Stralci dei diari di questi narratori vengono commentati con garbo e intelligenza dall’autore, Pier Luigi Razzano, che ci restituisce vividamente il loro percorso intellettuale e percettivo in quel che vedono come un Eden meravigliosamente altro. E così Mark Twain trova nel giardino fatato delle coste italiane lo sfogo più meraviglioso per la sua insofferenza verso il falso progresso, lo sfogo per il bisogno di trasgredire le regole oppressive del capitalismo industriale, desiderio che tanto aveva legato alla sua personale rappresentazione dell’America rurale. E proprio nel suo viaggio del '66-67 ritrova a Napoli il sentimento scomparso di quelle splendide avventure della memoria e dell’infanzia, sul corso morbido del Mississipi.
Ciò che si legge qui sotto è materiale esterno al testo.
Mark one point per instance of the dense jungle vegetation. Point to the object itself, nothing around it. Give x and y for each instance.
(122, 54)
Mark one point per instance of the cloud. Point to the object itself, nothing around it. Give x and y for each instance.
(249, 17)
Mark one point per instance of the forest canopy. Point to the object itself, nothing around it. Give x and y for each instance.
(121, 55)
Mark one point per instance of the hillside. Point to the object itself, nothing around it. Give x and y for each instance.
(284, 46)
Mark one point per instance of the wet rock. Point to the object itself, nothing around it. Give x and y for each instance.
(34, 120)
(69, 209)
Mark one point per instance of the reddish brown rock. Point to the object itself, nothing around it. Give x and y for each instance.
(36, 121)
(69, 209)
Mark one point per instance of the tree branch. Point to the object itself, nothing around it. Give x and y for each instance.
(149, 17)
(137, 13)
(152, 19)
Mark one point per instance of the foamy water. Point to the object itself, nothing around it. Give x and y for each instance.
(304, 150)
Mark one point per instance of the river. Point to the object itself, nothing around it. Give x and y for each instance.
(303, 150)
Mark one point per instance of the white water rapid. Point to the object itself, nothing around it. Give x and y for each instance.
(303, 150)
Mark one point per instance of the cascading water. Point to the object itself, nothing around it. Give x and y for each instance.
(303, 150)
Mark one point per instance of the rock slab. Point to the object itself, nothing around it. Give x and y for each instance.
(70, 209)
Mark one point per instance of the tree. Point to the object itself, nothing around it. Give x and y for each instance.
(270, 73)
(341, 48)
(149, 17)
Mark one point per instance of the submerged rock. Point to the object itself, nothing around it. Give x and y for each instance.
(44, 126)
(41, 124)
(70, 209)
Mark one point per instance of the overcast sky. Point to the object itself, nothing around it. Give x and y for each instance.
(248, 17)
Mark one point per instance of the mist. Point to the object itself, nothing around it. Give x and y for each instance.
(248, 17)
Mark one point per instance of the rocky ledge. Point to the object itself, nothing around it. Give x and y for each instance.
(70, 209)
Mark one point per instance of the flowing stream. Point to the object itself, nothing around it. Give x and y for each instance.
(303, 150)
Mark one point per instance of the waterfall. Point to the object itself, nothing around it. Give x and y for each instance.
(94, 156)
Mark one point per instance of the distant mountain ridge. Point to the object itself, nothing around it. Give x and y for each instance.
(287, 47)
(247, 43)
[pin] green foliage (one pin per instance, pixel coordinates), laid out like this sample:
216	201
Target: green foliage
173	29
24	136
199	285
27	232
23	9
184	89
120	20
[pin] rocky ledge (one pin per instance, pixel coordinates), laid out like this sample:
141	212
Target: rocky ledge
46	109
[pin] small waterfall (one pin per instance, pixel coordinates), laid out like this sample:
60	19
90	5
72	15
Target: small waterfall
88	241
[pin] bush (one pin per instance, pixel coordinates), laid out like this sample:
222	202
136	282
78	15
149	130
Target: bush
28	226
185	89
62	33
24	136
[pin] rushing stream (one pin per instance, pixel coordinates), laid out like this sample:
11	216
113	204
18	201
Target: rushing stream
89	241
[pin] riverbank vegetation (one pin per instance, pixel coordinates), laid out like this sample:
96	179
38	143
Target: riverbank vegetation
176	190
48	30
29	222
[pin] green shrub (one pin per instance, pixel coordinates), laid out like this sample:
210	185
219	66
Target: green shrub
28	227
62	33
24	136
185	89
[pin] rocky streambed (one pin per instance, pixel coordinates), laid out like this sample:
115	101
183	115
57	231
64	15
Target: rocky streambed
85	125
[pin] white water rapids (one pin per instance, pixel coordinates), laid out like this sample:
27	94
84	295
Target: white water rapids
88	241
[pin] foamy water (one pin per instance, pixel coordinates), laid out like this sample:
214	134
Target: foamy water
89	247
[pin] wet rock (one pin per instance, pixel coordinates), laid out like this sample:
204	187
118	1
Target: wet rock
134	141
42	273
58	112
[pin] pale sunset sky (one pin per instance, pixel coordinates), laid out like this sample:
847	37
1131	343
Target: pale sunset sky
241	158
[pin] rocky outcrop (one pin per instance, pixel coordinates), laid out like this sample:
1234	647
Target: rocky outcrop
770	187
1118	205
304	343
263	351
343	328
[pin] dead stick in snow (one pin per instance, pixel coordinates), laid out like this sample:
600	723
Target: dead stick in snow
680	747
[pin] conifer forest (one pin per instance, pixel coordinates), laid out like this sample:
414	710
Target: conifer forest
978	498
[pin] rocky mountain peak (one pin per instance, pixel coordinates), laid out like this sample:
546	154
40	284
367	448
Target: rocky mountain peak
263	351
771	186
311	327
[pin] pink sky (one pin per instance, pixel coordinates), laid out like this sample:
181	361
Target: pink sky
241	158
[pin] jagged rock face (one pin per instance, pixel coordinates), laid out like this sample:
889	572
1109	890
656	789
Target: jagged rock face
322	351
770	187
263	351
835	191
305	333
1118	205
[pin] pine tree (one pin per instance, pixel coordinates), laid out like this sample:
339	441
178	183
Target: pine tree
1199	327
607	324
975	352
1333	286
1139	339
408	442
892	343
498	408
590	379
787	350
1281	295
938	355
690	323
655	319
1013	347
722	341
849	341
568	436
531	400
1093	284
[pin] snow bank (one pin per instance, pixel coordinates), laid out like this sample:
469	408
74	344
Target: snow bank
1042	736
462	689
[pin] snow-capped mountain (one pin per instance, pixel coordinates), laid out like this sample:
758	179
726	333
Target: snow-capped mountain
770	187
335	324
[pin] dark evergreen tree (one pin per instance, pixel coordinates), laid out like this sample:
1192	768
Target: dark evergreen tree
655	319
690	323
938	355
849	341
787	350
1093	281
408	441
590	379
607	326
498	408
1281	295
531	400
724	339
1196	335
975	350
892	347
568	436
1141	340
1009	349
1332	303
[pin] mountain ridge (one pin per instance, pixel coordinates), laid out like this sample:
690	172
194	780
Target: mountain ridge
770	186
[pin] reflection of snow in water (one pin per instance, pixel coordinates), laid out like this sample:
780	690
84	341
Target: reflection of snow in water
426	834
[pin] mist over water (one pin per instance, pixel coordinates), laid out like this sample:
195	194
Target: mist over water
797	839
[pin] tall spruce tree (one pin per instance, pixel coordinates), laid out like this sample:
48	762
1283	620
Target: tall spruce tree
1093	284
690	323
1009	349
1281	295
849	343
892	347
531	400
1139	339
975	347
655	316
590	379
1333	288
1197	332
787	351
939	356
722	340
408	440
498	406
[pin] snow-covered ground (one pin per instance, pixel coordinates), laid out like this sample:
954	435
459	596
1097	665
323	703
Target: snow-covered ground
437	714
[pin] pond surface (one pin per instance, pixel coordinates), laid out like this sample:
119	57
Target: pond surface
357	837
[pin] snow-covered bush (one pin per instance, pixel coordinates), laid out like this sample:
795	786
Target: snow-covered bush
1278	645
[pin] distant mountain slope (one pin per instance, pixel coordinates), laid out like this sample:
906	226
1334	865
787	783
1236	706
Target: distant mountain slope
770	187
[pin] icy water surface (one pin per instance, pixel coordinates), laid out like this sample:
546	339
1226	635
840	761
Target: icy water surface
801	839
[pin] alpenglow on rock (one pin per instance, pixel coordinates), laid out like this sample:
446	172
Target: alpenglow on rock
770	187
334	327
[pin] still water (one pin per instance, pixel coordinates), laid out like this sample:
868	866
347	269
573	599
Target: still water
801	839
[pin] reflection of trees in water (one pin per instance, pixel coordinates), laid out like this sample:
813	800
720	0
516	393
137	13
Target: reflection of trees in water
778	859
E così via via, a cavallo dei due secolo gli sguardi infantili e puri dell’americano e uomo di lettere si succedono con costanti, colori e suggestioni diverse; dal mondanissimo Scott e la consorte, che a Capri scrisse la sua storia Il ragazzo ricco mentre rimaneggiava nevroticamente il suo capolavoro Gatsby, fino a Gore Vidal che invece scelse un isolamento politico sulle coste placide di Ravello.

Nel nostro ingenuo baloccarci con le suggestioni di viaggio degli scrittori americani, nell’immaginare così i colori della loro vita e della loro ispirazioni, vedendoli immersi fra gl'altrettanto vividi colori dei nostri luoghi, capiamo quanto valore ha in realtà quell’oggetto così ovvio, scontato, così usurato e poco realmente percepito- in quanto sfondo per eccellenza- che noi chiamiamo paesaggio. Per questi romanzieri è stato un vero è proprio nutrimento: specchio della loro arte, fonte di bellezza intensa e una ricchezza incredibile per la loro immaginazione.